Reason for request
Favourable opinion for reimbursement only for the second and later-line treatment of adults with ROS1-positive advanced non-small cell lung cancer (NSCLC). In this indication, the clinical benefit is now low (previously it was moderate).
Now unfavourable opinion for reimbursement for the first-line treatment of adults with ROS1-positive advanced non-small cell lung cancer (NSCLC).
What therapeutic improvement?
No clinical added value in the therapeutic strategy.
Role in the care pathway?
Surgical treatment is recommended at the early stage of the disease, whereas systemic therapy is necessary at locally advanced or metastatic stages. This treatment is guided by the presence or otherwise of molecular abnormalities, the PD-L1 expression status of the tumour and the patient’s ECOG status.
ROS1 rearrangements, found in 1 to 2% of NSCLC cases, are exclusive of the other oncogenic mutations found in NSCLC (EGFR mutations, KRAS mutations, ALK fusions, etc.) and were discovered recently.
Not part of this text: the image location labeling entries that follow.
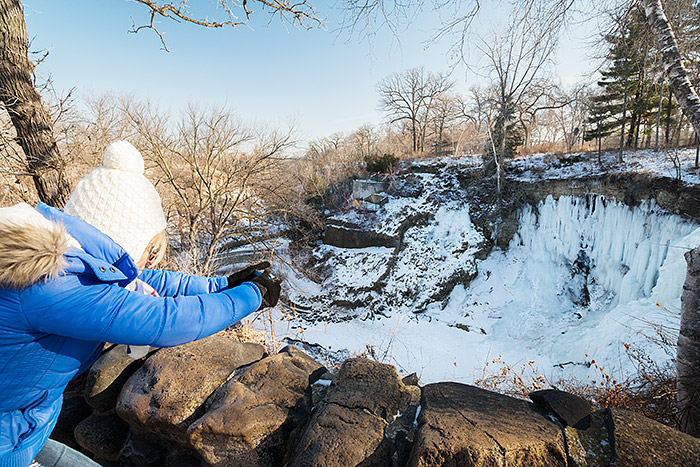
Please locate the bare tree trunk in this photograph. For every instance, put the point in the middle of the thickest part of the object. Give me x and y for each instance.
(624, 117)
(23, 103)
(658, 114)
(502, 152)
(688, 358)
(677, 76)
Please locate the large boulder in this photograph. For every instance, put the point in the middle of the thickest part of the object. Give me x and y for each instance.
(349, 235)
(348, 426)
(570, 410)
(638, 441)
(254, 419)
(168, 392)
(461, 425)
(73, 411)
(103, 435)
(107, 376)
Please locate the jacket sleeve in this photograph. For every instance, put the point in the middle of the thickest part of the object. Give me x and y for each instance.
(103, 312)
(173, 284)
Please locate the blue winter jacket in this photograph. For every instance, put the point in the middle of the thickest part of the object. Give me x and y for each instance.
(71, 302)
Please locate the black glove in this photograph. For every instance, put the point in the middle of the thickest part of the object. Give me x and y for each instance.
(247, 274)
(269, 288)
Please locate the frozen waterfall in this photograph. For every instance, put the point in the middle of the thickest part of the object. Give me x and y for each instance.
(582, 276)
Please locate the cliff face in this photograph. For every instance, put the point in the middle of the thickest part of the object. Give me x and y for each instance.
(560, 268)
(436, 277)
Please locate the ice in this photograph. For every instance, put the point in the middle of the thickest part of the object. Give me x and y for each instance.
(524, 304)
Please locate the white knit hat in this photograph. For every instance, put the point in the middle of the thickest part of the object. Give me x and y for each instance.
(119, 200)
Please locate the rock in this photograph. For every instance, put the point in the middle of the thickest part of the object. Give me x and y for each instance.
(141, 453)
(362, 189)
(74, 411)
(638, 441)
(253, 418)
(319, 388)
(107, 376)
(595, 441)
(569, 409)
(168, 392)
(575, 452)
(347, 235)
(103, 435)
(182, 458)
(461, 425)
(377, 199)
(348, 427)
(410, 380)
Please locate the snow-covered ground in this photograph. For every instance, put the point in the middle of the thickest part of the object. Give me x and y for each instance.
(580, 279)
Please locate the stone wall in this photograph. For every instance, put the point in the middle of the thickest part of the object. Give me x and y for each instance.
(222, 402)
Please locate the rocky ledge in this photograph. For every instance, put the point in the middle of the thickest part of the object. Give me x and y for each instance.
(222, 402)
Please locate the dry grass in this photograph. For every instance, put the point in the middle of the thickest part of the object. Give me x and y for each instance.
(650, 391)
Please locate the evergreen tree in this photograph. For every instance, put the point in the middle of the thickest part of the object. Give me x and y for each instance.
(629, 97)
(514, 139)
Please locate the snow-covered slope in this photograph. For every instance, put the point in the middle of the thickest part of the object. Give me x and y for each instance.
(582, 277)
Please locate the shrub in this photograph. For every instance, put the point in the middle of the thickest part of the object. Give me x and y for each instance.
(380, 164)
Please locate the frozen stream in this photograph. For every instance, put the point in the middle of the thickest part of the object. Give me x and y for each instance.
(581, 276)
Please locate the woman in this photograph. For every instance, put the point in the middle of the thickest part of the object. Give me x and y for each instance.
(63, 279)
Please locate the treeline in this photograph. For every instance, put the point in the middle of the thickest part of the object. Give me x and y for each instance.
(223, 183)
(633, 102)
(630, 107)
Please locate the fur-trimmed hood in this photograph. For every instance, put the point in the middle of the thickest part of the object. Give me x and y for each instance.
(31, 247)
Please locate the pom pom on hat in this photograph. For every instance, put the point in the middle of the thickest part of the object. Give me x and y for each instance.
(122, 155)
(119, 200)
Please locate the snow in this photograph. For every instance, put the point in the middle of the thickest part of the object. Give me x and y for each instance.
(658, 164)
(541, 300)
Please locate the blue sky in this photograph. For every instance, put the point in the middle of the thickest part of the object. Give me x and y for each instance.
(271, 74)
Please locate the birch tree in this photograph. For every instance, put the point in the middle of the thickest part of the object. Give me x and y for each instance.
(515, 59)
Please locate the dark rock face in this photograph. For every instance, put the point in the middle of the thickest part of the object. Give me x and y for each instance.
(570, 410)
(102, 435)
(348, 427)
(461, 425)
(107, 376)
(74, 410)
(255, 417)
(168, 392)
(638, 441)
(140, 453)
(346, 235)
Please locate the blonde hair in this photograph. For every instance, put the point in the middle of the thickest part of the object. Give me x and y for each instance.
(156, 249)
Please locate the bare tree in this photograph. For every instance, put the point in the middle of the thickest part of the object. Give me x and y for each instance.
(515, 59)
(673, 66)
(208, 170)
(227, 13)
(32, 122)
(409, 97)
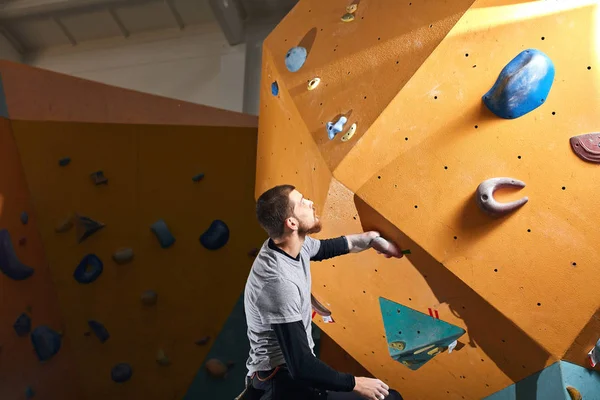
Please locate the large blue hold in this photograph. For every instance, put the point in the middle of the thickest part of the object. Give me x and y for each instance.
(522, 86)
(216, 236)
(89, 269)
(46, 342)
(295, 58)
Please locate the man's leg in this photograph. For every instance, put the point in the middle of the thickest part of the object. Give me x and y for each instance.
(394, 395)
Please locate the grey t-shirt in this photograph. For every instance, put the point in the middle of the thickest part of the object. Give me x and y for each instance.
(277, 291)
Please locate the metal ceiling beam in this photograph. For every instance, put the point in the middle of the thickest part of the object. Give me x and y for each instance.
(231, 15)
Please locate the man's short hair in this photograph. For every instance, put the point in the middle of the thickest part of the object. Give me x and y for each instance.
(273, 208)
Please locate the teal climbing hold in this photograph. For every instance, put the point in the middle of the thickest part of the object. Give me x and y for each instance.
(85, 227)
(415, 338)
(9, 263)
(22, 325)
(46, 342)
(163, 234)
(89, 269)
(522, 86)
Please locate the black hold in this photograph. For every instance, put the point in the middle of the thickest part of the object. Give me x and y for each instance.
(202, 341)
(163, 234)
(121, 372)
(122, 256)
(46, 342)
(98, 178)
(9, 263)
(149, 297)
(89, 269)
(216, 236)
(85, 227)
(99, 330)
(198, 177)
(22, 325)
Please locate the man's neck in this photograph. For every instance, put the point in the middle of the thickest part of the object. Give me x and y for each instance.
(291, 244)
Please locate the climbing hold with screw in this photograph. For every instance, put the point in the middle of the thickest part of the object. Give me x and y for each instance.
(488, 204)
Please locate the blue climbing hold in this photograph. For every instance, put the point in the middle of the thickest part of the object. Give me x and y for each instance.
(163, 234)
(415, 338)
(295, 58)
(89, 269)
(121, 372)
(334, 129)
(46, 342)
(86, 227)
(22, 325)
(522, 86)
(198, 177)
(216, 236)
(99, 330)
(9, 263)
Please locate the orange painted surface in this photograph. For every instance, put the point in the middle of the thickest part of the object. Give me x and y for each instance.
(19, 366)
(41, 95)
(411, 171)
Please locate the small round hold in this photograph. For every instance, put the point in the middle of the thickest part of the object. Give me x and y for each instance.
(121, 373)
(348, 17)
(216, 368)
(149, 297)
(348, 135)
(313, 83)
(123, 255)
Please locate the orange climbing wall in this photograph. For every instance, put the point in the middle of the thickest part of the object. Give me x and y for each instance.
(413, 166)
(149, 157)
(19, 366)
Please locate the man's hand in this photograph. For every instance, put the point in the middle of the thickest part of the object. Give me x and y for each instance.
(371, 389)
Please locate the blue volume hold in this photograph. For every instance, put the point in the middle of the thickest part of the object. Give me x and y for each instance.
(89, 269)
(163, 234)
(295, 58)
(46, 342)
(522, 86)
(216, 236)
(99, 330)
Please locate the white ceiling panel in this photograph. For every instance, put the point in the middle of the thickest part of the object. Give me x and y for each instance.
(91, 25)
(194, 11)
(146, 17)
(38, 33)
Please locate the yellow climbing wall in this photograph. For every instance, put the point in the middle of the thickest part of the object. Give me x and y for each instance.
(411, 75)
(149, 170)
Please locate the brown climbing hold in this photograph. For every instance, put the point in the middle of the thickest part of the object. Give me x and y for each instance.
(587, 147)
(203, 340)
(348, 17)
(216, 368)
(65, 224)
(162, 359)
(574, 393)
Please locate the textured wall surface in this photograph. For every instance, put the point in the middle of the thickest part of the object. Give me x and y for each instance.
(412, 76)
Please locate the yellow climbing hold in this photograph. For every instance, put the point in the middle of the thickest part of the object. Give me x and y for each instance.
(574, 393)
(347, 17)
(348, 135)
(313, 83)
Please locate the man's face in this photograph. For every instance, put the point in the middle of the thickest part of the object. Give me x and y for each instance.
(305, 213)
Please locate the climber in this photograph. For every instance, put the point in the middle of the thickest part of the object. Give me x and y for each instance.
(277, 301)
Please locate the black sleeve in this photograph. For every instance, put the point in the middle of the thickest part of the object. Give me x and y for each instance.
(331, 248)
(303, 365)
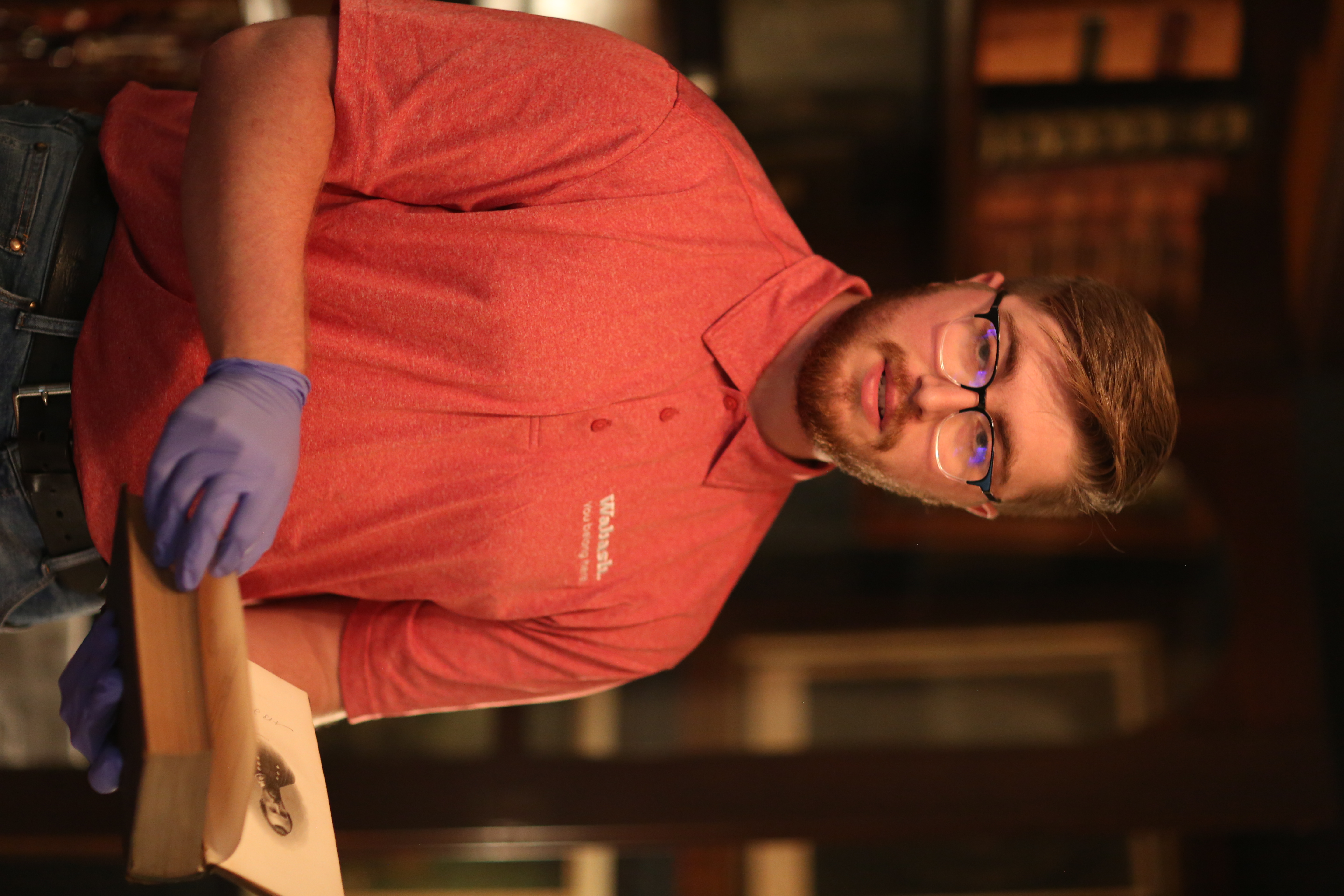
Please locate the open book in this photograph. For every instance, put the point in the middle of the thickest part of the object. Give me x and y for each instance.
(222, 770)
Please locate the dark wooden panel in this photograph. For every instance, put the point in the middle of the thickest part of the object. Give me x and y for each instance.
(1163, 780)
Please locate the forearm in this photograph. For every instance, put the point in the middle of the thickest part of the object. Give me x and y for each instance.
(299, 640)
(260, 139)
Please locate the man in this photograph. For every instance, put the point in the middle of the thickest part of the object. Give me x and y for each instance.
(568, 358)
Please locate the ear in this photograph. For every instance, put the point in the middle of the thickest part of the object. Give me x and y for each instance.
(988, 511)
(994, 280)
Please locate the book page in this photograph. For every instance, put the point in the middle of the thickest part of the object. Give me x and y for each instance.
(288, 846)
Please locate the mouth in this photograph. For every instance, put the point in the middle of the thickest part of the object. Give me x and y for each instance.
(882, 398)
(873, 396)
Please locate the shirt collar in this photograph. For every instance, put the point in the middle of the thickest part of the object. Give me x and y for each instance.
(745, 340)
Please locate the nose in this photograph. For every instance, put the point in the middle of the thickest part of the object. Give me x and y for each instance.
(937, 397)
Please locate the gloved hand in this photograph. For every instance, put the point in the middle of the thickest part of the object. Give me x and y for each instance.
(91, 694)
(234, 441)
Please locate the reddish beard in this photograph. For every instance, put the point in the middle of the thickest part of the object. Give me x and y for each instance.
(829, 399)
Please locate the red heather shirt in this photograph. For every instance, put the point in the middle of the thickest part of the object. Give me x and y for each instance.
(543, 277)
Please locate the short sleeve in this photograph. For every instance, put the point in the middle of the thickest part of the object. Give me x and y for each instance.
(406, 658)
(443, 104)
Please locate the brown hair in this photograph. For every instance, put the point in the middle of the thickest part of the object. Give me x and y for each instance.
(1119, 385)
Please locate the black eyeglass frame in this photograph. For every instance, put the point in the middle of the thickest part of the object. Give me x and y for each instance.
(986, 483)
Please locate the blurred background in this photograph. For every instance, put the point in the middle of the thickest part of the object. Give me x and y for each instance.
(901, 702)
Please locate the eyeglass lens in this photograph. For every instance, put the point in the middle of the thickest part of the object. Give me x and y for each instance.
(963, 447)
(968, 357)
(970, 351)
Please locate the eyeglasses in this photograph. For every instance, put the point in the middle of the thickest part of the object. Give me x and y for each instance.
(968, 355)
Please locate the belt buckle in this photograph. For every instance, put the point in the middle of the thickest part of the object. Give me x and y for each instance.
(37, 392)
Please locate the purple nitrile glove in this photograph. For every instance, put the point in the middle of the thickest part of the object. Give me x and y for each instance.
(234, 442)
(91, 696)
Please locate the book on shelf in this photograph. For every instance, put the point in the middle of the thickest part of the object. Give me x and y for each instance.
(1023, 42)
(222, 772)
(1053, 136)
(1135, 225)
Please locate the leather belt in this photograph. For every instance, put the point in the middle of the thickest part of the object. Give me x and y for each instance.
(42, 402)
Crizotinib (XALKORI) is the first treatment to have an MA in ROS1-positive NSCLC. Before the arrival of crizotinib, the treatment of ROS1-positive NSCLC was based on platinum-based chemotherapy. Some recommendations also propose the off-label use of ceritinib (ZYKADIA).
As second or later-line therapy, the use of crizotinib (XALKORI), if it was not used as first-line therapy, or chemotherapy (platinum or pemetrexed-based) is recommended. Only the American guidelines recommend the use of immunotherapy (pembrolizumab or atezolizumab) in combination with chemotherapy, in the event of positive PDL-1 expression (≥ 1%), and the absence of contraindications and for patients in good general condition (ECOG 0-1).
Role of the medicinal product in the care pathway:
- the absence of solid data concerning the prognostic value of positive ROS1 expression,
- the absence of robust comparative data for XALKORI (crizotinib) versus the chemotherapy conventionally used in ROS1-positive NSCLC patients, despite the Committee’s initial request, in a context in which the comparative data from the ESME observational study are exploratory, making it possible to assess the additional contribution of XALKORI (crizotinib) in the therapeutic strategy,
- uncertainties concerning the transposability of the results to clinical practice in patients receiving first-line therapy, given their low proportion in the studies (15% of study population),
- and its preferential use as second and later-line therapy in clinical practice in accordance with the data provided in real-life conditions,
the Committee considers that the role of XALKORI (crizotinib) is as second and later-line therapy only in previously-treated ROS1-positive NSCLC patients. XALKORI (crizotinib) no longer has a role to play in first-line therapy in chemotherapy-naive patients.
In the treatment of advanced non-small cell lung cancer (NSCLC) with ROS1 (Proto-Oncogene 1, Receptor Tyrosine Kinase) rearrangement, the clinical benefit of XALKORI (crizotinib) is low in second and later-line treatment.
In the treatment of advanced non-small cell lung cancer (NSCLC) with ROS1 (Proto-Oncogene 1, Receptor Tyrosine Kinase) rearrangement, the clinical benefit of XALKORI (crizotinib) is insufficient to justify its funding by the French national health insurance system as first-line treatment.
Clinical Added Value
|no clinical added value||
the Committee considers that XALKORI (crizotinib) provides no clinical added value (CAV V) in the therapeutic strategy.